I discussed the contortions of Chief Justice Roberts in Parents Involved in this post.
What remains troubling to me is the academic Broderism we see from some. The continuing references to Roberts as a "judicial minimalist" remains a troubling phenomenon. Digby gets it right about Chief Justice Roberts:
Roberts is a particularly unctuous character, with his sunny smile and youthful energy, while he dishonestly passes off wingnut bumper stickers like “the way to stop discrimination on the basis of race is to stop discriminating on the basis of race” as judicial reasoning. (I can hardly wait for him to read his decision on gun rights where he says "guns don't kill people, people kill people")
Precisely right. And, as Rick Pearlstein noted, he is not above rewriting history"
Justice Roberts, "restricting the ability of public school districts to use race to determine which schools students can attend," wrote for the plurality of Scalia, Thomas, and Alito that, "Before Brown, schoolchildren were told where they could and could not go to school based on the color of their skin."
If I were a high school teacher and young Johnny Roberts wrote this on an exam on civil rights history, I would give him an "F." The idea that the Chief Justice of the Supreme Court could cough up such a ludicrous hairball is evidence of a nation gone mad with amnesia. Or, if you prefer, a conservative intellectual class that knows the history full well, and has simply let itself lie.

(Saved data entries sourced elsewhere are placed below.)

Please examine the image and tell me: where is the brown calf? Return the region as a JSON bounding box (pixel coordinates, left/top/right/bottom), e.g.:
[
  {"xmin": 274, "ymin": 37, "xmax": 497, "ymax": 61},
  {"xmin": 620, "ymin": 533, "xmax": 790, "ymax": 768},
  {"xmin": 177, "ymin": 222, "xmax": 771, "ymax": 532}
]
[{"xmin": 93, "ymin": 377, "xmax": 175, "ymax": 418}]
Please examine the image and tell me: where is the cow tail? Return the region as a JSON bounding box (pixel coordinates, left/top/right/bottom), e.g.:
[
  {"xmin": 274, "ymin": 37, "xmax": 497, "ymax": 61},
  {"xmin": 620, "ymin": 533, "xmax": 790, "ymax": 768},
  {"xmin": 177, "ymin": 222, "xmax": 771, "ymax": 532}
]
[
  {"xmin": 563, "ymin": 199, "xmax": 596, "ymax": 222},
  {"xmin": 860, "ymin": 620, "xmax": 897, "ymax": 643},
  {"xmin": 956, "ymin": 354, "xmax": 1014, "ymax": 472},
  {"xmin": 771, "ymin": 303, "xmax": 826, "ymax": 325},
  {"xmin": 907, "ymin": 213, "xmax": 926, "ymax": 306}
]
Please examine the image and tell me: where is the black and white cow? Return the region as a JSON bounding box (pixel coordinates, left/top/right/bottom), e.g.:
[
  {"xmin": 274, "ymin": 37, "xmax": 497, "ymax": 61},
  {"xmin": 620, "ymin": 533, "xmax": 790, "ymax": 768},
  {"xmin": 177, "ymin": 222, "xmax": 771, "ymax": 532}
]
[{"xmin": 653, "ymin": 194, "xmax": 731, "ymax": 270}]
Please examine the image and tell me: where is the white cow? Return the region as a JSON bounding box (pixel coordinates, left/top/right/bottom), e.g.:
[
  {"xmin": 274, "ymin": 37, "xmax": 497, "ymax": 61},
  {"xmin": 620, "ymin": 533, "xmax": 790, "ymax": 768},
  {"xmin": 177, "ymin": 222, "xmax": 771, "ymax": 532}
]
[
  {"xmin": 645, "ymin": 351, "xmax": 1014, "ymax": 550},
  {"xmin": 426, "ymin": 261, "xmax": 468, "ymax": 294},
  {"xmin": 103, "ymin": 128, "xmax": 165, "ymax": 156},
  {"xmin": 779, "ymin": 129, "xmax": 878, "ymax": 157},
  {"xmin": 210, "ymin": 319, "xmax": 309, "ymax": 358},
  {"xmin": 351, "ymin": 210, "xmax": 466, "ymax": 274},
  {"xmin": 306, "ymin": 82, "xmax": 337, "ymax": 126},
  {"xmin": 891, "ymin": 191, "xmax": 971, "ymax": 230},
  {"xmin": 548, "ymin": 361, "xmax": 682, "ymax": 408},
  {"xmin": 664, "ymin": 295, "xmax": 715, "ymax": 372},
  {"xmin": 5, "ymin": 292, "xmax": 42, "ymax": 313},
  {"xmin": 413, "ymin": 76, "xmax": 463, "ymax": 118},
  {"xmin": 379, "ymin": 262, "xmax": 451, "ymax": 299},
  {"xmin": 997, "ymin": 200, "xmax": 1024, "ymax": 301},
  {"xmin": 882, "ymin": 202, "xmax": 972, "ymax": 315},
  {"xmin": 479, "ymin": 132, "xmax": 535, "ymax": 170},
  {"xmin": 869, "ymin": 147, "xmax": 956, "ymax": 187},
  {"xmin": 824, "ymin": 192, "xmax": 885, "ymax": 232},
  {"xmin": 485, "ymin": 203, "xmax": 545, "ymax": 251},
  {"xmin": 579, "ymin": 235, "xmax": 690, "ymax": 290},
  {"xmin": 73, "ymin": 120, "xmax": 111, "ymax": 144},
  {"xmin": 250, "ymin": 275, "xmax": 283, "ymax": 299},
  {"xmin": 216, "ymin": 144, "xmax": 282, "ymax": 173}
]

Do educated people really need this explained to them? It wasn't merely "before Brown" that "schoolchildren were told where they could and could not go to school based on their color of their skin." It was long, long after the Supreme Court's unanimous decision in Brown v. Board of Education of Topeka - for the next seventeen years at least.
I mean, do I really have to explain this? In 1955, the year after Brown, the Supreme Court specified the compliance language for the first decision: Southern school districts would have to comply "with all deliberate speed."
Instead, they did not comply at all. Instead, the region staged a self-consious movement of "Massive Resistance." Nearly every Southern congressman signed a manifesto pledging to defy the Court by "all lawful means." In Virginia senator and former Klansman Harry Flood Byrd's minions pushed through the state assembly an order to close any school under federal court order to integrate. And in 1957 in Little Rock—well, has Justice Roberts never heard of this?
The myth of the judicial minimalist needs to be stamped out. I hope intelligent observers can see that if there is such a species, Chief Justice Roberts is not one of them, except when it conveniently helps get him to the result he favors. There is a phrase for that - legal realism.